Getting Started With Composting
Fall is the best time to build soil for the garden. Understanding why it is can help you create better compost for your home! The Garden Tower Project is here to guide you through composting, its benefits, and how you can create it for yourself.
Composting Overview
Compost is the rich, fertile soil created by letting organisms that live in the soil break down organic matter produced in your home and garden. When rich, fertile compost is ready, you spread it on places where it will do the most good. By composting, you participate in the cycles of life by increasing the natural wealth around you. In autumn, when the leaves are falling, nature builds soil fastest.
Benefits of Composting
- Soil conditioning
- Recycling yard and kitchen waste
- Introducing beneficial organisms throughout your garden
- Helping the environment
- Reducing landfill waste
All of this builds your natural capital. Some people recognize your true wealth as equal to the health of your land. When you compost your kitchen scraps, you will introduce a variety of nutrients and trace elements into your garden that will make your plants healthier. Composting your kitchen scraps might seem like pennies in the bank, but it makes a huge difference in the long run.

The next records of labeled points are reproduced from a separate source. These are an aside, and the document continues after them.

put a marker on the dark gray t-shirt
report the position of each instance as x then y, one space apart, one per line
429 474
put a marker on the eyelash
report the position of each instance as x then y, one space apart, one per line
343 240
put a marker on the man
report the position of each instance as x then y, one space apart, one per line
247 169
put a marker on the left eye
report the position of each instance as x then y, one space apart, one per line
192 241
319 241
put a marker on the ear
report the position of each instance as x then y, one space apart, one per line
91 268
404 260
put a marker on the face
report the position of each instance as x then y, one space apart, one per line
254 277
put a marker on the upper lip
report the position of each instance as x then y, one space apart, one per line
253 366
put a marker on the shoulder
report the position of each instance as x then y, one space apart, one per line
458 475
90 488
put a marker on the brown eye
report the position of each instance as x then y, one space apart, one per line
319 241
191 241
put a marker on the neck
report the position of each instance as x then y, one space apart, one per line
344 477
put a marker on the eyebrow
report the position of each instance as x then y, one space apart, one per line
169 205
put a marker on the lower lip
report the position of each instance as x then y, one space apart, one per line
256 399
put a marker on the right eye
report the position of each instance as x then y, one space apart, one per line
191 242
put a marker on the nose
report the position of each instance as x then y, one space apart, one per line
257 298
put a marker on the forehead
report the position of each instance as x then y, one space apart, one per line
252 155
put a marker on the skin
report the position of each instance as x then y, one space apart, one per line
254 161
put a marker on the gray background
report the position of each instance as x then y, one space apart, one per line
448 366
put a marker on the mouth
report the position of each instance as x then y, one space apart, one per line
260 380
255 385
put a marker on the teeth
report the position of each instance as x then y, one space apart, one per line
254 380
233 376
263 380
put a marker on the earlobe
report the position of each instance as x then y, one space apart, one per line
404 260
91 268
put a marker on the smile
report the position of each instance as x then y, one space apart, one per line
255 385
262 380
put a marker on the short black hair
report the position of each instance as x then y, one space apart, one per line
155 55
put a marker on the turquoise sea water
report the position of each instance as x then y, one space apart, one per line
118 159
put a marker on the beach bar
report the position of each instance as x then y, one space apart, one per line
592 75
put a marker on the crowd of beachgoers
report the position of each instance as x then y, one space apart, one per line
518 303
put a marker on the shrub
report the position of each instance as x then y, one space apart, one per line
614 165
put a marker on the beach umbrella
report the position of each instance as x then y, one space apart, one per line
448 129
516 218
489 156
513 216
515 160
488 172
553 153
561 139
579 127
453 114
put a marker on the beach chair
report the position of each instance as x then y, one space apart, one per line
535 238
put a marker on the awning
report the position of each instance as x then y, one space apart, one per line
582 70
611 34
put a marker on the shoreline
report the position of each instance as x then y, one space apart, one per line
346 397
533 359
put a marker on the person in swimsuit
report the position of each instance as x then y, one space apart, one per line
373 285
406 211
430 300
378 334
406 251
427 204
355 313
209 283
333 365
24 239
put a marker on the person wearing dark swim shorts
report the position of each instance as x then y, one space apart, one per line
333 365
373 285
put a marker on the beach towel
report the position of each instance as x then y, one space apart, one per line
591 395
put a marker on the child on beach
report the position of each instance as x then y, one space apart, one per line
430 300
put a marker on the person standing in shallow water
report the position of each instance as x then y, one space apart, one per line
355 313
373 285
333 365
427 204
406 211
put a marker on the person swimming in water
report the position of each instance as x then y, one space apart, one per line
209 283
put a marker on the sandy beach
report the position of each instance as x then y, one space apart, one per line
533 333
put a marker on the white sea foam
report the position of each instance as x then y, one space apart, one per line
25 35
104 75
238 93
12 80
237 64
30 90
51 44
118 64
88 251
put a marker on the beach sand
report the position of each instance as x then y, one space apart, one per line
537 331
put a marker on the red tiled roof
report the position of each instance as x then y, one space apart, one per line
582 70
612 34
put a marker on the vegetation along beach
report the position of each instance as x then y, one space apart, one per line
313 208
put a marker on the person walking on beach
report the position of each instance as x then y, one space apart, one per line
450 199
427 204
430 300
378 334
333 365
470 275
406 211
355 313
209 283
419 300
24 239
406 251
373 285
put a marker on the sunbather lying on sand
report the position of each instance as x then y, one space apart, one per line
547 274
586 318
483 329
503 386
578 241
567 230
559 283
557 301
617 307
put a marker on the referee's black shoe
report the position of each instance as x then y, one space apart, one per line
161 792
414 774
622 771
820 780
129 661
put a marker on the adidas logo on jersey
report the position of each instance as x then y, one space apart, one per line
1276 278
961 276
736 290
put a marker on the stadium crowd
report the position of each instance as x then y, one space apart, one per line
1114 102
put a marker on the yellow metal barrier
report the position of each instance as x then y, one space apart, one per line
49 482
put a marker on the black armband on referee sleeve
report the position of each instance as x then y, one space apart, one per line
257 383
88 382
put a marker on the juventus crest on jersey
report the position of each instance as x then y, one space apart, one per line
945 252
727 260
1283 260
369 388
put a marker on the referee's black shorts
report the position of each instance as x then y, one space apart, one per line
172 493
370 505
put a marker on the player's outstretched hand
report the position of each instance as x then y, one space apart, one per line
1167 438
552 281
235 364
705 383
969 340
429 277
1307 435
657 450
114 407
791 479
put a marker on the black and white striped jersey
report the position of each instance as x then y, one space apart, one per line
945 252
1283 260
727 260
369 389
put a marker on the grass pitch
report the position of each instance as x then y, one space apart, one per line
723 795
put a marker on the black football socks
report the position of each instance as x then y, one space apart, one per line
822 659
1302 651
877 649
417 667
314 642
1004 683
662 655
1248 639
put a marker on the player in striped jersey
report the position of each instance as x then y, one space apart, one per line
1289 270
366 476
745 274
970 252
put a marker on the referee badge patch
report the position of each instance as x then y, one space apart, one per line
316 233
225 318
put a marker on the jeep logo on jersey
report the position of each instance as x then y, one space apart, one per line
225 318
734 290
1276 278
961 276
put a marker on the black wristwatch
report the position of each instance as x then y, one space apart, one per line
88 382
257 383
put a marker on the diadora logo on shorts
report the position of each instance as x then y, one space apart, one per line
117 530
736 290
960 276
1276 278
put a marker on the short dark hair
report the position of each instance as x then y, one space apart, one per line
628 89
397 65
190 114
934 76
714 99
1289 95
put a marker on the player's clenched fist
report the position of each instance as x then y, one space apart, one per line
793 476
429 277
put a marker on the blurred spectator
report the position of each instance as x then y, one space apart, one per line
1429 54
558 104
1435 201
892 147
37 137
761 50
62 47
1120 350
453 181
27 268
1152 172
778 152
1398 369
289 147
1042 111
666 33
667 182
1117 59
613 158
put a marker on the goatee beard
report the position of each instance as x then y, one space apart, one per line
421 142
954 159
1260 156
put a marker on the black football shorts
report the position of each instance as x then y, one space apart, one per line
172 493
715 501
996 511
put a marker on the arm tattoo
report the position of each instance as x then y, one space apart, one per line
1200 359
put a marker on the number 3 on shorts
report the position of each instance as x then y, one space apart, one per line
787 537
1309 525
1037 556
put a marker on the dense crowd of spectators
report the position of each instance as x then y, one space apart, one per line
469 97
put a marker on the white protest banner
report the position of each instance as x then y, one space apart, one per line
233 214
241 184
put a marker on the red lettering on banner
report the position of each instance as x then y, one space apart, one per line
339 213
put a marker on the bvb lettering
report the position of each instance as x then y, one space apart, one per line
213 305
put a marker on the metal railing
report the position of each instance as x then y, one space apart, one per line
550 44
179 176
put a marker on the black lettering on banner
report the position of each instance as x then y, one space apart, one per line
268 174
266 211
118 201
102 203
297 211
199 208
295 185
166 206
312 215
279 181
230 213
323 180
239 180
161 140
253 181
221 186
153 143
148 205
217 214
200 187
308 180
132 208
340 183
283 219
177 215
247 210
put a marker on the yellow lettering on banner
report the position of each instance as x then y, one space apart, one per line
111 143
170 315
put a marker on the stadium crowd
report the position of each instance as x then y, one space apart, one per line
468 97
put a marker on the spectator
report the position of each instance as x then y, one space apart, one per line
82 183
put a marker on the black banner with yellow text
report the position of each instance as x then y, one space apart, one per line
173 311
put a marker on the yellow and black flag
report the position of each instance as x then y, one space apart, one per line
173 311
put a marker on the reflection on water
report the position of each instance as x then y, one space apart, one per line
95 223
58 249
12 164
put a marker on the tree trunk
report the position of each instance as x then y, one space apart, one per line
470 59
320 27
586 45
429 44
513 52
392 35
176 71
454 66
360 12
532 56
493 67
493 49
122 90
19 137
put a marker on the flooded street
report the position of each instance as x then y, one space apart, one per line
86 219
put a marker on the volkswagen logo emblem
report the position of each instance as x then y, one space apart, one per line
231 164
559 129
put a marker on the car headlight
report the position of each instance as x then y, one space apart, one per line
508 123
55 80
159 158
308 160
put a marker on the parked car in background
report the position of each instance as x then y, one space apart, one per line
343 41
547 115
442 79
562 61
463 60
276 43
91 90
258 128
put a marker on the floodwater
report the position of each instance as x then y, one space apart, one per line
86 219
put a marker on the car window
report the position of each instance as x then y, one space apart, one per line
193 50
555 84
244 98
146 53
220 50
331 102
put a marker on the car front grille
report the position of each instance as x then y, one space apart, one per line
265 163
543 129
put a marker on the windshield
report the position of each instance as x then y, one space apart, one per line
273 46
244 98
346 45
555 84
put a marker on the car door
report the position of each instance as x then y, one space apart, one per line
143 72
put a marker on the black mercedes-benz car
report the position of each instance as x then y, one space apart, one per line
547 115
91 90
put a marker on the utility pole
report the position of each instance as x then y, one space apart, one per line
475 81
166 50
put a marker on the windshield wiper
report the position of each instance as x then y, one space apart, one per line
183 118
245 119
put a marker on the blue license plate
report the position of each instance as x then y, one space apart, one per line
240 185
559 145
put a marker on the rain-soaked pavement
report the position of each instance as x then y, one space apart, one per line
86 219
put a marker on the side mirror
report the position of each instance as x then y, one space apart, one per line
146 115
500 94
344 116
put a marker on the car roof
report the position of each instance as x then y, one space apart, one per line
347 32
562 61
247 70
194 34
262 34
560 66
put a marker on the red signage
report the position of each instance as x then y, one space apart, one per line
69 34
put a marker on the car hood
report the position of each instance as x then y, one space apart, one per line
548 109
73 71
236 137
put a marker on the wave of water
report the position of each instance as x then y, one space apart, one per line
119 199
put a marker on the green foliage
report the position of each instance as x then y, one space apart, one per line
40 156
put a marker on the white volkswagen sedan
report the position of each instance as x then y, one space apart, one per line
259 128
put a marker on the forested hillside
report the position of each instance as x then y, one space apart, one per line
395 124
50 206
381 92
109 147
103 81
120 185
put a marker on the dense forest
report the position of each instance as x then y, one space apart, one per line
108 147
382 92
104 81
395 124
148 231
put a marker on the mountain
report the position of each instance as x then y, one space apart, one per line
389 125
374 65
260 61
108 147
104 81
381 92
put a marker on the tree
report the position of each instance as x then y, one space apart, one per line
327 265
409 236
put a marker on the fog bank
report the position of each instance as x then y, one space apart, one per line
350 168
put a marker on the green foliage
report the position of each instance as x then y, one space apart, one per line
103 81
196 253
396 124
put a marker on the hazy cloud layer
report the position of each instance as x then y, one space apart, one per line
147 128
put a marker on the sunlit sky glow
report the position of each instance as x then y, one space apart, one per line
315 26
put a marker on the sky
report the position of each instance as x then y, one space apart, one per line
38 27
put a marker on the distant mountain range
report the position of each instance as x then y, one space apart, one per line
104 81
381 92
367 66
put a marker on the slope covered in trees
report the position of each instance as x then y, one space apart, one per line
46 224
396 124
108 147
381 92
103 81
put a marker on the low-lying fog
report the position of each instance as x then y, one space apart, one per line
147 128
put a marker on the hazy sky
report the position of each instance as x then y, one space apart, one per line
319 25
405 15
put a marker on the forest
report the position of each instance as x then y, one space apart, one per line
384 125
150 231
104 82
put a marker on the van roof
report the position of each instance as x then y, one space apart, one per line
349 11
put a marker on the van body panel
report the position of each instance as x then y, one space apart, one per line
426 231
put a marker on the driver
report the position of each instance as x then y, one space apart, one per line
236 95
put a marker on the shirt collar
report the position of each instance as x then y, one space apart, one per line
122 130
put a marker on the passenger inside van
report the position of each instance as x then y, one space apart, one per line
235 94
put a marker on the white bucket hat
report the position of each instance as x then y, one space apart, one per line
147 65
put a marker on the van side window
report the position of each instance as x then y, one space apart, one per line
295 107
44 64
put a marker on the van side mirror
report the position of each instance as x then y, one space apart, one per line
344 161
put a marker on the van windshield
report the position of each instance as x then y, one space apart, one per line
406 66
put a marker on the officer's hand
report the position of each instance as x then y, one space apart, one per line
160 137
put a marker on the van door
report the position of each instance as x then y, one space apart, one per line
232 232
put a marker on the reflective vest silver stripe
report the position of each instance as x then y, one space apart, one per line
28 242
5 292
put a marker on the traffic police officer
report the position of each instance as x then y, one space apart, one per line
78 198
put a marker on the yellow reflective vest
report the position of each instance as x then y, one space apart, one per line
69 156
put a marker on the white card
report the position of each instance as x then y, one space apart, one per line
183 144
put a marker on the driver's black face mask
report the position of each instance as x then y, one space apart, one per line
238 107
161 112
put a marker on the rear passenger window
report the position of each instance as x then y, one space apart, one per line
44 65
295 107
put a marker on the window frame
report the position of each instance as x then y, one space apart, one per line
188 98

Methods for Creating Compost
There are many ways to create compost. See which one of these works for you!
Building on the Soil
Build compost piles right on the soil, and cover or enclose them. Periodically turn the pile to aerate it, which will create aerobic bacteria to break the matter down. Water your compost piles to keep soil organisms happy, and keep them covered to keep moisture in the pile.
Vermicomposting
Vermicomposting is a method of including worms in the compost pile to break down the matter and create worm castings. An animal’s function in a system is to create greater fertility. Worms are some of the best creatures you could find. Worm castings are some of the most valuable fertilizers in the world. Vermicomposting systems are excellent for kitchen scraps. Worms can process the material quickly and handle the volume produced by small kitchens. Vermicomposting in a container limits access to skunks, opossums, raccoons, and other unwelcome visitors.
These two systems used together for yard waste and for kitchen scraps can be the best of both worlds and help to create a more resilient landscape around you.